In a perfect world, all interviews are pre-booked well before the event and last minute requests are usually turned down as the drivers and team members must have a press schedule that allows them to concentrate and focus on their track activity.

The team’s sponsors also have their own media agenda that has to be dovetailed into the programme. Quite often, sponsors such as Shell and Vodafone will organise events outside the track to bring the team and the drivers to a wider audience, as they look to generate publicity by associating their brand with the team and especially the drivers. This year in Melbourne for example, Vodafone organised a mini-triathlon style event with Michael and Rubens competing against the press. The events were basketball, golf and football. Ironically, given that the German is a keen soccer player and the Brazilian a golfer, they each got beaten by the other in their favourite discipline!

Every day at the race track starts the same way for the press office staff, as they collate all that day’s cuttings from a variety of newspapers from around the world. Bound copies of the 'Rassegna Stampa' are then put out on the tables under the motorhome awning where they are eagerly awaited by the journalists, keen to see what their rivals have written. The cuttings are just a small part of a media monitoring undertaken by the Ferrari Press Office, which makes use of media monitoring to check TV and radio broadcasts as well as the print media.
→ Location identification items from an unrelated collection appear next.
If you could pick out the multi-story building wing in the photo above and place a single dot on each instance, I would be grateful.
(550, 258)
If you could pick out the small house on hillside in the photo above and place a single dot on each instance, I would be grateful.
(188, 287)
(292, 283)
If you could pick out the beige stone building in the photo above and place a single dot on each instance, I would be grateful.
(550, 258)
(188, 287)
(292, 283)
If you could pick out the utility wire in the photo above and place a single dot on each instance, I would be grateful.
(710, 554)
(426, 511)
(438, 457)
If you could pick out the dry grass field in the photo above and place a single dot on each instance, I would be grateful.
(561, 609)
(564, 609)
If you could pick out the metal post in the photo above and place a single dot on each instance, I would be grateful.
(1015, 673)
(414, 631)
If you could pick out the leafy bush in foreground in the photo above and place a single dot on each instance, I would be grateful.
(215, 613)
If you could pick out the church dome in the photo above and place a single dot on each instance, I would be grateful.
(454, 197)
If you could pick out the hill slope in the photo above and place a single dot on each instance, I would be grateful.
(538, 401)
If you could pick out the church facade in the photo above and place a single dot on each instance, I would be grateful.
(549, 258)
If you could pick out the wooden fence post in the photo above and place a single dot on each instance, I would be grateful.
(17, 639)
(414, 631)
Self-monitoring is also part of the department’s remit and every interview given by one of the drivers or team members is attended by a member of the Press Office, who records the interview using a digital voice recorder, supplied by team sponsor, Olympus. Olympus also supplies photographic equipment which Ferrari photographers seconded to the Press Office use to illustrate press releases and Internet pages.
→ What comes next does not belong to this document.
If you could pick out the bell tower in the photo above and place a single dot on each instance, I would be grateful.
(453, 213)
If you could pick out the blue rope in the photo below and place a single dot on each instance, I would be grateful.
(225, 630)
Away from the race tracks, the Motor Sport Press Office is kept busy all year round back in Maranello, dealing with a daily influx of interview requests. These can range from hosting a Chinese TV crew for two days of filming in the factory to answering questions e-mailed from a small newspaper. All queries are answered and graded and on average the department handles around a thousand requests a year.

Underscoring all this work is the more intangible aspect of the job, which is to act as the public face of the Scuderia, generating goodwill towards the team, which with around 300 journalists attending every grand prix is no easy task!